There were dozens of windows to re-arrange and fit into the new church’s design scheme, but one could hardly expect the found treasures to meet all of the needs of the new church. There were Saints and symbols that would need to be made from scratch to match the old glass. In the end, two dozen new medallions were painted to complete the clerestory, confessionals, and shrines. A series of 40 new standing-figure Saint windows were created to line the ambulatory around the perimeter of the church. Working with the parish and the donors to design the medallions and Saint windows was an incredible learning process, which gave us the opportunity to research lesser known Saints and learn more about the ones we thought we knew.

St Charles Borromeo
Preparatory work for a window of St Damian of Molokai, and the final product.
Perhaps the most satisfying design challenge of the whole project was the 12 foot rose window, with a crucifixion scene surrounded by twelve petals.
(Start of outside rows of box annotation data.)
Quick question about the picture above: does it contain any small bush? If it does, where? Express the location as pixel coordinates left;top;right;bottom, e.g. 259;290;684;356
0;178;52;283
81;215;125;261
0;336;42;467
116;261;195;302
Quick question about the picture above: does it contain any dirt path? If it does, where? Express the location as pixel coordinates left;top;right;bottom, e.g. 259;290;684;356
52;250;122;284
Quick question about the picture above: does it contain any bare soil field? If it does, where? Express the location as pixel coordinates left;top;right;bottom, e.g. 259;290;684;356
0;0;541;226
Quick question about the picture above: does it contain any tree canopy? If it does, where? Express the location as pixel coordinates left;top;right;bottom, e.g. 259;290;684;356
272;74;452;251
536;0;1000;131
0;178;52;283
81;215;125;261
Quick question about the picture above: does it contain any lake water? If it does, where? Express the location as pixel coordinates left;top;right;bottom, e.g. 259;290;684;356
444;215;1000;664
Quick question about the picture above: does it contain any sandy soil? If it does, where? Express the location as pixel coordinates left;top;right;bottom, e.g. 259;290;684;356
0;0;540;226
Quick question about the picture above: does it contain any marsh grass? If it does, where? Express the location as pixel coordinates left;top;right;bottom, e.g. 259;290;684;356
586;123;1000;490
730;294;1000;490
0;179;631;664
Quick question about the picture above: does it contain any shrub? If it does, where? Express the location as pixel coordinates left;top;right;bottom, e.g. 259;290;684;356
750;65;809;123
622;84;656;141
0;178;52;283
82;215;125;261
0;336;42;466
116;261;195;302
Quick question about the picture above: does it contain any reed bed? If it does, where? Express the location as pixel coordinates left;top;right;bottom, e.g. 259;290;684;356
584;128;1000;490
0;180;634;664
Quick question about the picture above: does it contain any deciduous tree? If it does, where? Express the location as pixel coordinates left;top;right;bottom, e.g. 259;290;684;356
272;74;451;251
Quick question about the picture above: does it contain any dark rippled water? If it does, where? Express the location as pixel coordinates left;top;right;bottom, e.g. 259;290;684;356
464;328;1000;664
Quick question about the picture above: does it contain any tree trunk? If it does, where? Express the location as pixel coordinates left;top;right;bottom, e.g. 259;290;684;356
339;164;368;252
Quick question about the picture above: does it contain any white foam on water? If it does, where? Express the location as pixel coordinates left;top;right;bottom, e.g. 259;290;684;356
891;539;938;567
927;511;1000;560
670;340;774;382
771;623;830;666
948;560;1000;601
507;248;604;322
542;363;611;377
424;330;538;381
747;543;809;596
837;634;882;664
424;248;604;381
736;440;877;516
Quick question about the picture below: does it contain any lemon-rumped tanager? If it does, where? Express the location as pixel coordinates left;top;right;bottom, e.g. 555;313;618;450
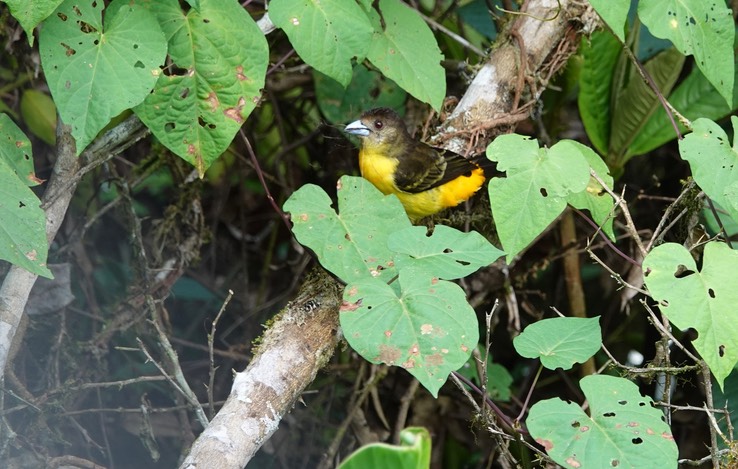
345;108;489;221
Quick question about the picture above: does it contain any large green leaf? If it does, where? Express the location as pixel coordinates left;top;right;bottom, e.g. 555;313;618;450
284;176;410;283
39;0;167;153
589;0;630;42
487;134;590;262
626;59;738;158
513;317;602;370
577;31;622;155
269;0;374;88
526;375;678;469
338;427;431;469
638;0;735;104
367;0;446;110
387;225;505;280
134;0;269;176
608;48;684;170
0;114;53;278
679;116;738;221
340;267;479;396
5;0;64;45
643;242;738;388
560;140;615;241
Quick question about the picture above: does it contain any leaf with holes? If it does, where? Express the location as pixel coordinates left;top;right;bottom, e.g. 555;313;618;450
513;316;602;370
284;176;410;283
39;0;167;154
638;0;735;104
367;0;446;110
679;116;738;225
558;140;615;240
269;0;374;87
0;114;53;278
340;268;479;396
487;134;590;262
387;225;505;280
5;0;63;46
134;0;269;176
526;375;678;469
643;241;738;388
0;113;43;186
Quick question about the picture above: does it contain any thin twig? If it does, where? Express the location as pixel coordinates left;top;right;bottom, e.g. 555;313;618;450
208;289;233;420
587;248;649;296
589;168;648;257
416;10;487;57
238;129;292;232
641;299;700;363
646;179;695;252
392;379;420;445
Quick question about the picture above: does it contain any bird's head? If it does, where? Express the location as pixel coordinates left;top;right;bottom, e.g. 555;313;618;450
345;107;409;147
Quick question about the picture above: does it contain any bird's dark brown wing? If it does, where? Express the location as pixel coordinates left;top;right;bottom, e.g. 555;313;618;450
395;142;479;194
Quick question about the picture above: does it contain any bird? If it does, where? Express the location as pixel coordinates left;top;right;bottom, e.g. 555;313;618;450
344;107;491;222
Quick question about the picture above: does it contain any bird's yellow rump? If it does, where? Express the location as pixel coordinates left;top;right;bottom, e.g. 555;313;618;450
345;108;485;221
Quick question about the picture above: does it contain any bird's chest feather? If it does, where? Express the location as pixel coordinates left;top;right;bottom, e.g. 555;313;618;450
359;149;398;194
The image of Christ on the cross with adoring angels was originally a tall thin lancet in three panels. Here, new glass was added to expand the sky and clouds and make a round center for the rose. The twelve petals around it, while mostly new, incorporate old glass and design motifs from all of the churches from which the old stained glass had been purchased. This kaleidoscope of glass is a new creation made from the old, so that the grandest window of this new church pays homage to the old churches that made this project possible.

Over the course of the years, it has been satisfying to see Saint Paul the Apostle Church slowly filled with stained glass. Bit by bit, window by window, patron by patron, the place has been transformed. It will be satisfying to install the last of the remaining windows, but the biggest change came last December when the final windows in the sanctuary itself were installed. The natural light in the church was forever changed. The outside world was obscured, and the sacred space inside felt different, becoming quieter and more serene. Old stained glass windows that had watched over worshippers for 100 years were once again doing their work.